W rzeczywistości w Polsce nagminnie omijano europejskie przepisy. Zamiast odpadów do przetworzenia w specjalistycznych instalacjach, na ogrodzone place wyjeżdżały zwykłe śmieci. Po jakimś czasie dochodziło do ich podpalenia, dzięki czemu powstawało miejsce na nowe odpady. To wszystko działo się pod nosem policji i służb środowiskowych. Wystarczyło mieć wydawane masowo pozwolenia. Według naszego rozmówcy, w przygotowaniu wniosków pomogła mu żona wpływowego radnego i posła, dzisiaj ministra w kancelarii premiera.

- To było na zasadzie takiej – by otrzymać daną decyzję, to trzeba było do tego zrobić jakieś wnioski, nie wnioski, programy. I ona się tym zajmowała. Ona pisała, że to i to, że ble, ble, no nie? Żeby to dostać. I za to jej się płaciło. Konkretnie zrobiona robota, proszę bardzo - kasa i dobra – tłumaczy mężczyzna.

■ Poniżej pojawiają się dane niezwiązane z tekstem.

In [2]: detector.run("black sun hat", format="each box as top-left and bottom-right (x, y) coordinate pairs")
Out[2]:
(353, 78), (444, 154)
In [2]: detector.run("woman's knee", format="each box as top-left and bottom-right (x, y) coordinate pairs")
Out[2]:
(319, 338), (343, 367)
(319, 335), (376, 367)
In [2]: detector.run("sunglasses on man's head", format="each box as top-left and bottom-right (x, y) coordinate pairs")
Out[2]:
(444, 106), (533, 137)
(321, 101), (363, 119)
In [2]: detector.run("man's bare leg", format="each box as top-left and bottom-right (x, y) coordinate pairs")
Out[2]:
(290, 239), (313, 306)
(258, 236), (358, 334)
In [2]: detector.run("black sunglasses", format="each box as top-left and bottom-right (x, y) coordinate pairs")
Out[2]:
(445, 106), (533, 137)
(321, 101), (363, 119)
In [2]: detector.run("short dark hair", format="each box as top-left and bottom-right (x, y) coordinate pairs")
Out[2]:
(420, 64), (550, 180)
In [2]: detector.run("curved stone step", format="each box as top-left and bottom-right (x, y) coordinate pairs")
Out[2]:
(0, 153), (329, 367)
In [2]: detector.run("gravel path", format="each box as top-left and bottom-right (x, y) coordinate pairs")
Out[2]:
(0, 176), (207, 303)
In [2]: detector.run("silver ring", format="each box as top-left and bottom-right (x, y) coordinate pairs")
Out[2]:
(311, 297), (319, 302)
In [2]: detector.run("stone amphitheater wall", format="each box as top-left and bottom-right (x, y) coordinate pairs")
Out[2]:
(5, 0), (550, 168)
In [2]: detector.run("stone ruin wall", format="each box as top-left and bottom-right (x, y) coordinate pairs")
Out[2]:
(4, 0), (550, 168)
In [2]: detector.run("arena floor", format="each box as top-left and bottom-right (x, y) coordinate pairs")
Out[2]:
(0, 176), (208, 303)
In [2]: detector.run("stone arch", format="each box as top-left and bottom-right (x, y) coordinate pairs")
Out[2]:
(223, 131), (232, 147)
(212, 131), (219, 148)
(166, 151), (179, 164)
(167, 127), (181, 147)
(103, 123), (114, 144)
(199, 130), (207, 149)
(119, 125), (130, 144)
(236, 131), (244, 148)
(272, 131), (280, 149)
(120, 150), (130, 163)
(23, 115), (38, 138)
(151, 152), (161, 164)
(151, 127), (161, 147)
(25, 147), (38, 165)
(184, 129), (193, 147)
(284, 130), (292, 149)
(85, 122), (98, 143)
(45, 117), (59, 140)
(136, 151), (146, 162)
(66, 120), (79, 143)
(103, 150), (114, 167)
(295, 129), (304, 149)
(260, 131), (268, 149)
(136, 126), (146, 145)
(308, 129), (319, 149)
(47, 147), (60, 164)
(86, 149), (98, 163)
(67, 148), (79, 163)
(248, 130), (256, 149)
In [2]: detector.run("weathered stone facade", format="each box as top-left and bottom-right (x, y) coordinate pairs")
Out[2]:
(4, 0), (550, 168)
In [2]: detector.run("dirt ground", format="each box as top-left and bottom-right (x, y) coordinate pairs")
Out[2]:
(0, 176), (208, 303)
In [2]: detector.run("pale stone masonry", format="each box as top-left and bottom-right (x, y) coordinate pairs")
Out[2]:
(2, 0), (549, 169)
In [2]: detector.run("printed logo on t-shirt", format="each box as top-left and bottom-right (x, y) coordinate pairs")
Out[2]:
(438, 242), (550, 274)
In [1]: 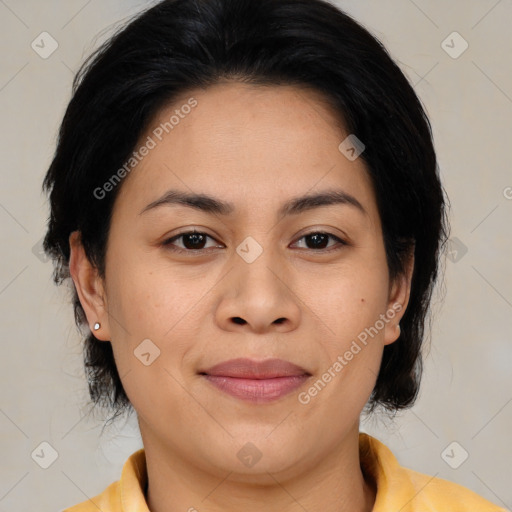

- To bardzo fajna kobieta. Złego słowa na nią nie powiem, bo to co chciałem, czy tam potem, to ona pozałatwiała te sprawy. Nie tam czy nielegalnie czy coś, nie. Tylko po prostu na nią inaczej patrzyli. Ona poszła do urzędu – żona posła, proszę, proszę, no nie? Na tej zasadzie - dodaje.

Prowadząca firmę odpadową żona obecnego szefa gabinetu politycznego premiera nie odpowiedziała na nasze pytania dotyczące współpracy ze skazanym przestępcą.

W Bytomiu „w nocy wszystko świeciło”

Tymczasem nasz rozmówca swoją działalność z Kłopotowa na Dolnym Śląsku przeniósł do Bytomia. Już sześć lat temu mieszkańcy miasta wyszli na ulice, protestując przeciwko zasypywaniu ich odpadami.

- Pan miał jakiś problem w Bytomiu z odpadami? – pyta reporter.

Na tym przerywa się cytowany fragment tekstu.